Giovanni accordingly, did not fail in any proper attention to his nephew, but caused him to be splendidly received by his fellow-citizens, and lodged him in his house; where Oliverotto having passed some days, and made the necessary arrangements for carrying out his wickedness, gave a formal banquet, to which he invited his uncle and all the first men of Fermo. When the repast and the other entertainments proper to such an occasion had come to an end, Oliverotto artfully turned the conversation to matters of grave interest, by speaking of the greatness of Pope Alexander and Cesare his son, and of their enterprises; and when Giovanni and the others were replying to what he said, he suddenly rose up, observing that these were matters to be discussed in a more private place, and so withdrew to another chamber; whither his uncle and all the other citizens followed him, and where they had no sooner seated themselves, than soldiers rushing out from places of concealment put Giovanni and all the rest to death.

After this butchery, Oliverotto mounted his horse, rode through the streets, and besieged the chief magistrate in the palace, so that all were constrained by fear to yield obedience and accept a government of which he made himself the head.”

One does not need to look closely to see obvious parallels between Hillary Clinton’s past actions and this brutal example of reckless self-devotion.
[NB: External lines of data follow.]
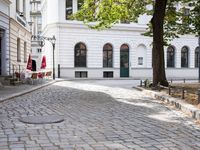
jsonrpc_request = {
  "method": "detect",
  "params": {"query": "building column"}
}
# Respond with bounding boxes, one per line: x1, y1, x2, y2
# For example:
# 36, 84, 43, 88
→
73, 0, 77, 14
189, 48, 195, 68
176, 47, 181, 68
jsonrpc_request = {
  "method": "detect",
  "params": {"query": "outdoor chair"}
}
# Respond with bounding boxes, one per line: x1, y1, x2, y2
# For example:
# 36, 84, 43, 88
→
38, 72, 46, 83
45, 71, 52, 80
30, 73, 38, 84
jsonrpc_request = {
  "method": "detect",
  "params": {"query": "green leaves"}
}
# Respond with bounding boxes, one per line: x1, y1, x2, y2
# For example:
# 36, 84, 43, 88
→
73, 0, 200, 38
73, 0, 148, 29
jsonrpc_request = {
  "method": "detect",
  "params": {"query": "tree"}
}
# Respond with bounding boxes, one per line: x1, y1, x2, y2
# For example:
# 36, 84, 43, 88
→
73, 0, 197, 87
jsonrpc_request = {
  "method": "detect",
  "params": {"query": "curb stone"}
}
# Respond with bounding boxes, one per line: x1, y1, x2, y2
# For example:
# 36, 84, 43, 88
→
137, 87, 200, 121
0, 80, 56, 103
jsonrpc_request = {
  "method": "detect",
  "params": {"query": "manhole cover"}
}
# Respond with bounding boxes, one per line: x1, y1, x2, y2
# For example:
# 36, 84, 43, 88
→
19, 115, 64, 124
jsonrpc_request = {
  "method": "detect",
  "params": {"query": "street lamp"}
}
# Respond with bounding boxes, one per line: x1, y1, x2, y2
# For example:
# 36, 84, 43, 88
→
33, 35, 56, 80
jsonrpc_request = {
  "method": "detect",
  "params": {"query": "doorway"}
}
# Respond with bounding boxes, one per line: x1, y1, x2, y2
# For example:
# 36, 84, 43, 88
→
120, 44, 129, 77
32, 60, 37, 71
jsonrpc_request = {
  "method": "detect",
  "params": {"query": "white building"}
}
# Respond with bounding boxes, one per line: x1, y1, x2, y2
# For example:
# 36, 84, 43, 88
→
41, 0, 199, 79
30, 0, 42, 71
9, 0, 31, 75
0, 0, 11, 76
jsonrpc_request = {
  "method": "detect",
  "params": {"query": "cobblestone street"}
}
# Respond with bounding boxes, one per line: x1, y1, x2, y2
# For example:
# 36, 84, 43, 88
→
0, 80, 200, 150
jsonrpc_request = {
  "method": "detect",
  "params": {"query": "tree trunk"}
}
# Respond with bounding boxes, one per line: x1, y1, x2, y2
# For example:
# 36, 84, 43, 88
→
151, 0, 169, 87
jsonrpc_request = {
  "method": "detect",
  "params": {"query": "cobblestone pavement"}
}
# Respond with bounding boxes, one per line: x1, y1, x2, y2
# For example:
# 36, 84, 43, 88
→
0, 80, 200, 150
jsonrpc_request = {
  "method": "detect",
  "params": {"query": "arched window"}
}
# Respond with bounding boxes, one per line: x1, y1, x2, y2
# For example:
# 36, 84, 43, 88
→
120, 44, 129, 52
195, 47, 199, 68
120, 44, 129, 69
167, 46, 175, 68
181, 46, 189, 68
74, 42, 87, 67
103, 43, 113, 68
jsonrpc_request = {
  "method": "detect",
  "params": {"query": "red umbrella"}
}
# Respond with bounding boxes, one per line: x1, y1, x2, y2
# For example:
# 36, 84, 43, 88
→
26, 54, 32, 70
41, 56, 46, 69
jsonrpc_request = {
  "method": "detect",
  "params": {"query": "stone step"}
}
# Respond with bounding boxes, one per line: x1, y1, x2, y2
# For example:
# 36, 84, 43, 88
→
10, 80, 22, 86
0, 75, 13, 85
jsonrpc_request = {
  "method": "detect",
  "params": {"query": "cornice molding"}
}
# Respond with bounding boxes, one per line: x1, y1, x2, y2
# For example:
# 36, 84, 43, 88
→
42, 21, 148, 35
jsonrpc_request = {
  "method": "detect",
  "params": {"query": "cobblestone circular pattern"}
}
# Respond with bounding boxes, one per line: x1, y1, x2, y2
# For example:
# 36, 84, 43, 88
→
19, 115, 64, 124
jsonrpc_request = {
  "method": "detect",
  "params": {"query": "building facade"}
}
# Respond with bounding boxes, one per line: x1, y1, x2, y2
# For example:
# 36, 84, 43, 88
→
30, 0, 42, 71
9, 0, 31, 74
0, 0, 11, 76
41, 0, 199, 79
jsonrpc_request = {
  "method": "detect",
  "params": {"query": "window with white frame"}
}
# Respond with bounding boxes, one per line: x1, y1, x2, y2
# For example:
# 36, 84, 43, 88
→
181, 46, 189, 68
66, 0, 73, 20
17, 38, 21, 62
78, 0, 84, 10
138, 57, 143, 65
24, 42, 27, 62
195, 47, 199, 68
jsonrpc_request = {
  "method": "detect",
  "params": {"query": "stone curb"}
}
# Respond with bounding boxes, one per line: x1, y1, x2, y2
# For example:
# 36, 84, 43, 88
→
136, 87, 200, 121
0, 80, 56, 103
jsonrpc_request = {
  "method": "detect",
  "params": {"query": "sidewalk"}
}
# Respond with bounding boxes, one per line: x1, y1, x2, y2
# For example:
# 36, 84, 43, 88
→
0, 80, 56, 102
136, 87, 200, 121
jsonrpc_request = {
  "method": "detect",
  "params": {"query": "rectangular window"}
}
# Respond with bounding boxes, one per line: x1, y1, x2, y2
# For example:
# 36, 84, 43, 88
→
37, 48, 42, 53
103, 50, 113, 68
182, 8, 190, 24
17, 38, 21, 62
66, 0, 73, 20
75, 71, 88, 78
24, 42, 27, 62
138, 57, 143, 65
78, 0, 84, 10
103, 72, 113, 78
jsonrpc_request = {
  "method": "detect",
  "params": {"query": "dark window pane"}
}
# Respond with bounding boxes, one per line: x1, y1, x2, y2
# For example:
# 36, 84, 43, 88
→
103, 44, 113, 68
17, 38, 21, 62
167, 46, 175, 68
120, 44, 129, 68
75, 71, 87, 78
195, 47, 199, 68
120, 44, 129, 52
181, 46, 189, 68
103, 72, 113, 78
138, 57, 143, 65
78, 0, 84, 10
66, 0, 73, 20
75, 43, 87, 67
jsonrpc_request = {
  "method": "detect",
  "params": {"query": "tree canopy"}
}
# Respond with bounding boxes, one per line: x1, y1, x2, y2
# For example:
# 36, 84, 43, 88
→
74, 0, 199, 41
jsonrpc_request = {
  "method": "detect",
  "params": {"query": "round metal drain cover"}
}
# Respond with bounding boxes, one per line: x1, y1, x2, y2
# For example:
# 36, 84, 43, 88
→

Opposing Clinton is Donald Trump, whose immense ego and empty-minded bombast suggest a deranged personality far darker than the self-absorbed immaturity of a schoolyard bully. Elevation to the presidency would have a good chance of placing the consequences of his inevitably misguided acts on a destructive level with that of Benito Mussolini, Italy’s fascist dictator who brought his country to its knees in World War II.

The young Mussolini was described as a disobedient and unruly schoolyard bully, who couldn’t be handled by schools noted for their expertise in discipline. Nevertheless, his intelligence allowed him to educate himself broadly if not deeply in philosophy and political theory. His self-assurance, speaking presence and apparent knowledge of the political issues of the day granted him the respect of his political peers despite the shallowness of his actual knowledge, which few bothered to explore in detail. Embracing violence as a means of acquiring political objectives, he was arrested a number of times. He was also becoming a person of note in the socialist community, enhancing his standing in that community with frequent articles.

He was known for frequent and radical changes in position, morphing from a socialist to a fervent nationalist, and from there, as it suited his rise to power, to a Fascist dictator.

During World War II he cast his (and Italy’s) lot with Hitler’s Germany, anticipating an equal standing with the Nazi dictator. To his jealous dismay, that never happened, and Hitler’s stronger control over the war in Italy virtually destroyed that nation as the conflict brought in the Allies. As the end of the war approached, he attempted to flee the country disguised as a German soldier, but was recognized and shot along with his mistress. Their bodies were put on display in Milan, hung downward.

Disturbing parallels between Mussolini and Trump include a shallowness of political understanding, a proclivity toward changing position on issues, and, of course, their common self-aggrandizing bombast. True wisdom was lacking in Mussolini, and it’s probable that Trump shares this characteristic. In the end, Mussolini almost destroyed Italy. Given their commonalities, it is possible that America’s future would also be in peril with Trump at the helm.

Mussolini got the Italian trains to run on time, true to his promise. But then he destroyed them.

The poverty of choice that limits us to either Hillary or Trump was handed to us by an electorate who is unable to distinguish between the ability to act boldly and the ability to act wisely. As Proverbs says, “The fear of the Lord is the beginning of wisdom.” Having removed God from the public domain, we appear to have lost our wisdom.